それにしても柚希も柚希の父親も、まだ2人揃って目尻に涙が溜まっているのを見るに、俺からしてみれば似たり寄ったりな親子だと思う。いろいろな意味で。
……なんて事を思っていると柚希の父親が両手をパンッと叩いて「ほらほら、寒いからリビングにきなさい、ご飯食べよう」と言ってきた。 柚希も立ち上がって、ノリノリな様子で「ん! たしかに良い匂い!湊、はやくいこ~」と誘ってくる。
2人揃って(まぁ、食べるつもりで約束してしまっていた柚希はともかく)俺が一緒に食事をするのが大前提かのような、そんな会話に思わず胸がホカホカと熱くなる……まぁ、でも。
「あ、いいよいいよ。用事思い出したから俺は帰るわ」
「『えぇ……!?』」
「なんでっ、そんなに驚くのさっ……あははっ」
ただ、帰るとそう言っただけなのに、またもや2人揃って同じような顔でギョッとした顔で驚くものだから、追加で俺は腹を抱えて笑い転げることになってしまった。 ここに居ると腹筋が持たない。
「でも、また来ます」
「まぁ夜も遅いからね。 うん。また柚希とあそんであげて」
「たしかに、柚希クンと遊んであげますね」
「2人揃って僕を子どもみたいに! 僕もう、高校生だからね!?それにしても湊はわざとでしょ~!わかってるから!もう!」
1人だけ、何かを訴え続けていたから、そんな彼の頭をちょっと背伸びして撫でる。
長男に幼いころから身につく「ヨシヨシ」のスキルで。 それにしたって、父親の遺伝子なのか、俺よりも背が高い末っ子気質な親友がちょっと恨めしい。俺だって別に小さい訳じゃないってのに、背伸びをしなければいけないのが。

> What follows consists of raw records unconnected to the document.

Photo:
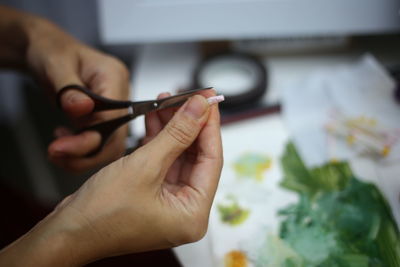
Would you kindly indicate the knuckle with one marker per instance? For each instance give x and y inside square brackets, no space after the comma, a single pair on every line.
[180,132]
[194,231]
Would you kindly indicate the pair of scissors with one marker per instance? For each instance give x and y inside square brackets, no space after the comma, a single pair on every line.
[135,109]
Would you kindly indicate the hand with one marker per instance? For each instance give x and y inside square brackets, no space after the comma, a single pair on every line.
[159,196]
[57,60]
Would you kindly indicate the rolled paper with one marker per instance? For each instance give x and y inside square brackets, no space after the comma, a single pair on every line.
[215,99]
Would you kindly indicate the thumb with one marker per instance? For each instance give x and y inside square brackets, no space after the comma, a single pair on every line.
[73,102]
[76,104]
[180,132]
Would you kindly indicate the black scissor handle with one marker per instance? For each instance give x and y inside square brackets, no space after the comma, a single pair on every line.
[100,103]
[106,129]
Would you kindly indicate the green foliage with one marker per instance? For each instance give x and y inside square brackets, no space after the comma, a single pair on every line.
[339,220]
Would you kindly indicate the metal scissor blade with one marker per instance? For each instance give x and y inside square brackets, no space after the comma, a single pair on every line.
[144,107]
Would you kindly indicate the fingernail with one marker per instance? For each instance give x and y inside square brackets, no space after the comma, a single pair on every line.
[196,106]
[58,154]
[76,98]
[215,99]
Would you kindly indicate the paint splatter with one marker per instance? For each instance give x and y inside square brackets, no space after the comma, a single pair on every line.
[235,258]
[252,165]
[232,213]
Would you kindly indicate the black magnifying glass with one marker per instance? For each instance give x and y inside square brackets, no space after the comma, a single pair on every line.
[241,78]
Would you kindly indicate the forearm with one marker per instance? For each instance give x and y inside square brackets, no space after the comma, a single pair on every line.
[13,37]
[55,241]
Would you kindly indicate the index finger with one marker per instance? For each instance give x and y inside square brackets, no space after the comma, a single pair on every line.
[207,171]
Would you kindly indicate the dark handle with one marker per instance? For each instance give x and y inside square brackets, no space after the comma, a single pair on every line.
[100,103]
[106,129]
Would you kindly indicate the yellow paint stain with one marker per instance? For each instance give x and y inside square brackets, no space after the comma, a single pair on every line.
[252,165]
[350,139]
[385,151]
[235,258]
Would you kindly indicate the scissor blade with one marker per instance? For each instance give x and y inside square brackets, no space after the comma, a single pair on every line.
[168,102]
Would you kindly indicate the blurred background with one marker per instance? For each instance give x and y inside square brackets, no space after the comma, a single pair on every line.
[247,49]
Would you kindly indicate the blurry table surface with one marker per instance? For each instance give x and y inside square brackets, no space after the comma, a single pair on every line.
[168,67]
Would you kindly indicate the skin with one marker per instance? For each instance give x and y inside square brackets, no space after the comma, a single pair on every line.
[157,197]
[56,59]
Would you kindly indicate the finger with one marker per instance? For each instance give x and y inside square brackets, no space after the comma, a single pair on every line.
[76,104]
[179,133]
[209,161]
[75,145]
[166,114]
[73,102]
[111,151]
[62,131]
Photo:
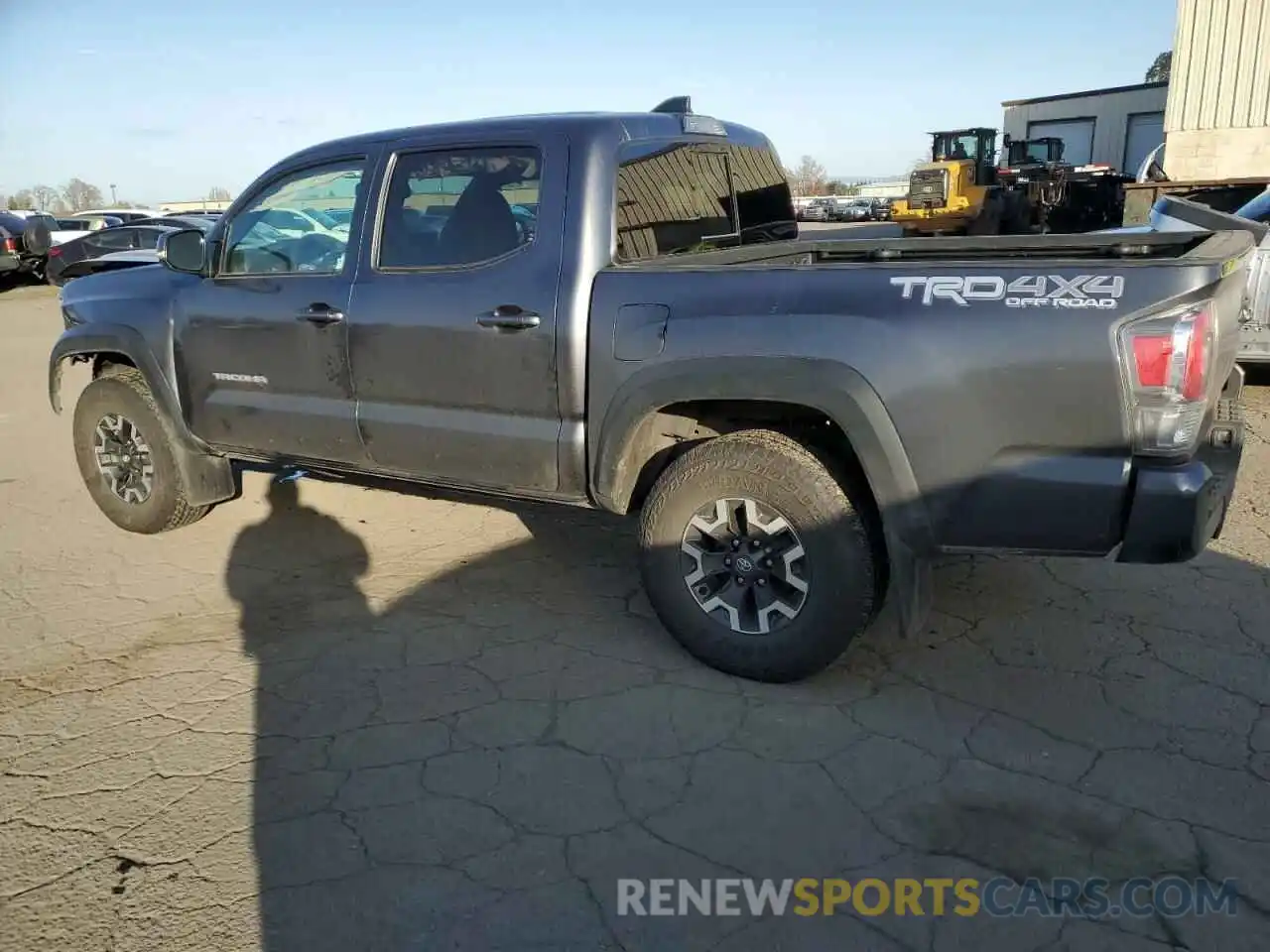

それから、区切りをつけるように肩を1つ、竦めてからぺこりとお辞儀をした。
「じゃあ、お邪魔しました。柚希もまた月曜日な~」
「またね~湊」
「湊くんも気をつけて帰るんだよ~」
なんとなく、寂しくなってしまいそうだったのを必死に悟られないように「スッ」と返事をしてからドアノブを回し、いつの間にか2つに増えていた羊雲を横目に外に出た。